I believe, for the most part, I done good,” sings Tanya Tucker toward the end of While I’m Livin’, her first album of original material in more than a decade. It’s a straightforward self-appraisal that caps off an album of knowing retrospection; this isn’t quite a deathbed album, a la Johnny Cash’s final American Recordings, but it does find the singer settling into her twilight years, taking stock of her journey thus far even as she prepares for its last legs. The material is so autobiographical in feel, it comes as a bit of a shock to discover that Tucker’s only credited on one track, with the lion’s share of these songs coming from Brandi Carlile and her long-time collaborators Tim and Phil Hanseroth. Carlile also produced the album with Shooter Jennings, and at every turn While I’m Livin’ exhibits real affection for Tucker’s legacy, while resisting the impulse to simply coast: This isn’t a rote recitation of her strengths so much as an album that builds on all the things Tucker has always been good at, from rustic twang to supple folk flourishes.
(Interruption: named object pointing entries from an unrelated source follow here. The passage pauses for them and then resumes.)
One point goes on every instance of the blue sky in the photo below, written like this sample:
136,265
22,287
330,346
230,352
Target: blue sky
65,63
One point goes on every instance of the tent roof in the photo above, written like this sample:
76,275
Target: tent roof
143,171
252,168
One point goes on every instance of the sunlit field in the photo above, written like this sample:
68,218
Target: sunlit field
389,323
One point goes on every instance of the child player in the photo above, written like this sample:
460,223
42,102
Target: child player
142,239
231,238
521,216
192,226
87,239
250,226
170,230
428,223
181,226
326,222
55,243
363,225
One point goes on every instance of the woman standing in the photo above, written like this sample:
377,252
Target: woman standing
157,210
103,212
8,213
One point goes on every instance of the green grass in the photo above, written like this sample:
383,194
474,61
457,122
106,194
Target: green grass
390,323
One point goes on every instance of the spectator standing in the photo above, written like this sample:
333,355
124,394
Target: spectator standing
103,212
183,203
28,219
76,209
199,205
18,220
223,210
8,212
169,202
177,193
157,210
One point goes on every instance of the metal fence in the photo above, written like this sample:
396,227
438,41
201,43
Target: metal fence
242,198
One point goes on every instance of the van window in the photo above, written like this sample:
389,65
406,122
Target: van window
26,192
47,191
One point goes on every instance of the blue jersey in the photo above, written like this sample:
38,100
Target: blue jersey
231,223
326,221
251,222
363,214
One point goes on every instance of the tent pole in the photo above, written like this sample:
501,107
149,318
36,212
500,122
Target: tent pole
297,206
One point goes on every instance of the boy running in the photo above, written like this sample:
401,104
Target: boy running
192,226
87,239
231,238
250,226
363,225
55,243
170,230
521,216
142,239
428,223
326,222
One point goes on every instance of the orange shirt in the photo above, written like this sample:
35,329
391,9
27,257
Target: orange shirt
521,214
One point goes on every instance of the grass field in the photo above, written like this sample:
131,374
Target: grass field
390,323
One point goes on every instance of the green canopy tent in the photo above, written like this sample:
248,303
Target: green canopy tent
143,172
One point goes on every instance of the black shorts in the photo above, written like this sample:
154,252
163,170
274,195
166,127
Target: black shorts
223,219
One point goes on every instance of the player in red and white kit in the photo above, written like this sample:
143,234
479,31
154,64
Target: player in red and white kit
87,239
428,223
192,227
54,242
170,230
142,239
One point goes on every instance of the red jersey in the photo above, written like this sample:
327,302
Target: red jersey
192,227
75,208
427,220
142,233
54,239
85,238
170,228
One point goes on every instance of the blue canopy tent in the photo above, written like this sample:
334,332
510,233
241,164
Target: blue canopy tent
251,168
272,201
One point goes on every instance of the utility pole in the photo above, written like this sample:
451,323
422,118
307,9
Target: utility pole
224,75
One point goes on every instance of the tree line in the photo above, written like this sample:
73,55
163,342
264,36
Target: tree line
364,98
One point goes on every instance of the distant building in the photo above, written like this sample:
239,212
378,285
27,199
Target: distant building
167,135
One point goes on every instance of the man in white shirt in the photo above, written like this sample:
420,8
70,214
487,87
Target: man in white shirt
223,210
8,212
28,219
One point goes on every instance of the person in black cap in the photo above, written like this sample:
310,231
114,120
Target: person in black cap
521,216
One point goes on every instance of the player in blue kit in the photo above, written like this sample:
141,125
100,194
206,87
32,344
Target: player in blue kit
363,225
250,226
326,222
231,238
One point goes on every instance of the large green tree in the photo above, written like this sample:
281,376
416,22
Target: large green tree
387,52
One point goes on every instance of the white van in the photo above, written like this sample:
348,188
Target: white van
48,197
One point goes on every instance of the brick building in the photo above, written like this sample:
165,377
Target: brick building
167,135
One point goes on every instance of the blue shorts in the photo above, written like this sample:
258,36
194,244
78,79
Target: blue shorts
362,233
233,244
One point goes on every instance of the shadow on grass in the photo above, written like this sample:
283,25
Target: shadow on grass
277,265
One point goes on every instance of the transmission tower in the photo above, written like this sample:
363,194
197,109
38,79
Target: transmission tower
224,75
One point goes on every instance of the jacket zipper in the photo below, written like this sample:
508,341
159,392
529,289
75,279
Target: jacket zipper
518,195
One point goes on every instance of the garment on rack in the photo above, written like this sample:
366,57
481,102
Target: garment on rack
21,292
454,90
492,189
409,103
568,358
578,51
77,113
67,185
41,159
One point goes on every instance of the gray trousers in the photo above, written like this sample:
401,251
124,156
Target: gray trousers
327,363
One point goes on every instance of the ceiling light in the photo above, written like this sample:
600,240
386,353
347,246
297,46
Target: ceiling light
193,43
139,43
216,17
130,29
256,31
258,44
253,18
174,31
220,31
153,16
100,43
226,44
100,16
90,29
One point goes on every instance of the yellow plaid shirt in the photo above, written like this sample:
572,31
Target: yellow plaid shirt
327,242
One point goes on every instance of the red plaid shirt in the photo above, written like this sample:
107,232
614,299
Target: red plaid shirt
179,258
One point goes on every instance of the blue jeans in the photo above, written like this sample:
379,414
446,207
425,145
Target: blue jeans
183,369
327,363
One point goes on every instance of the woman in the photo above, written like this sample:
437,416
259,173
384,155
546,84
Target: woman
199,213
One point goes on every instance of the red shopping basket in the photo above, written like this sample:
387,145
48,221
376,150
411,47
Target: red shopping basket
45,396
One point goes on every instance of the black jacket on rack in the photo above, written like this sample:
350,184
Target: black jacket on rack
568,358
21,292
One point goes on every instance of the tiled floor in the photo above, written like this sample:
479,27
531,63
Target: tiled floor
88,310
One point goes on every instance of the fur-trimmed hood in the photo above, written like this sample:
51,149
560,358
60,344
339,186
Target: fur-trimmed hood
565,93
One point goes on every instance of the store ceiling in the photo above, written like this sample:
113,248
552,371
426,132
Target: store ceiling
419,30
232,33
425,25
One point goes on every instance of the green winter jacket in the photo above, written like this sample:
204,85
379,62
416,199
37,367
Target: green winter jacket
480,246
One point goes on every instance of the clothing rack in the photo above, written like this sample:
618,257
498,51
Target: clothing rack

Tucker is clear-eyed in her assessment of the past, cursing her own “Hard Luck” in one song while acknowledging that she’s always been “Rich” in the next. In “I Don’t Owe You Anything,” an uproarious soft-shoe number, a long-suffering wife and mother asks what more we could possibly want from her, a sentiment that could just as easily summarize the tension between Tucker’s impressive legacy and her more recent silence. A sensitive take on “The House That Built Me,” previously a big hit for Miranda Lambert, fits well with the record’s posture of introspection, and its sentimentality creates a welcome contrast with some of Carlile’s more hardscrabble, shit-talking cowgirl anthems. Speaking of which, Tucker offers her own reading of “Wheels of Laredo,” an Old West set piece that also appears on the new Highwomen anthem; an appropriate reminder that Tucker has been a godmother to many, the trails she blazed still providing a way forward.